Another important consideration for femtech dissemination is equitable outreach that extends beyond the research context. In each of our studies, we were able to proactively recruit diverse groups of participants, oftentimes partnering with community-based organizations or advocacy groups to do so. In some instances, we were able to provide phones or tablets for use by those with limited digital access. However, the question remains for how to ensure that these femtech tools continue to serve the needs and interests of those experiencing health, societal, and digital inequities once they are launched on a larger scale. While the principles proposed herein will ideally lead to high levels of engagement among populations that are typically underresourced, the technology still needs to get into the hands of those who may need it most. To achieve this, we advocate for a community-based partnership model of dissemination, including seeking consultation and partnership on continued product design and distribution with professional and nonprofit expert organizations.

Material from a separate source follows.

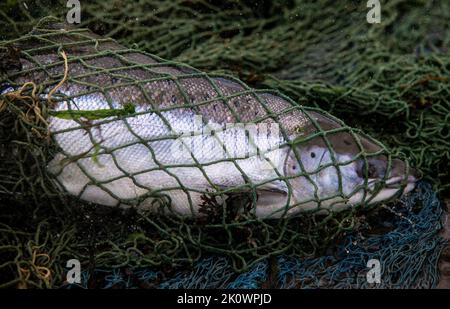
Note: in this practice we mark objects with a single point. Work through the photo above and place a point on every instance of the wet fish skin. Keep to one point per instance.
(126, 160)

Women currently comprise the majority of Medicaid participants and Medicaid coverage is the highest among demographic groups experiencing the greatest health inequities [63]. Therefore, another promising dissemination pathway is state-based coverage, whereby individual states mandate the utilization of specific femtech innovations by Managed Care Organizations. Lastly, it is vital to make sure that the technology itself poses minimal access issues. In the United States, use of smartphones and similar digital devices is ubiquitous, yet the quality and consistency of digital service is not. For people living in rural areas or who have financial constraints around data plans, software development should ensure that the key features still work offline and on a variety of devices (eg, building in native code).

It is essential to take stock of what can and cannot be addressed by health technology. We believe that a limitation of emerging technology innovations is the conviction that technology presents an all-encompassing solution to societal ills. Experiences of societal, institutional, and interpersonal discrimination or marginalization require much more than a single technology-based solution. However, individuals facing health disparities cannot also be sacrificed to a digital divide, which may further potentiate health disparities. If digital technologies are developed by centering the unique needs of those who face the greatest health disparities, then femtech can begin to rectify some of the disproportionately experienced risk factors for poor outcomes. Without following these principles, even the most well-intentioned femtech risks further exacerbating inequities at the intersection of gender, race, and health.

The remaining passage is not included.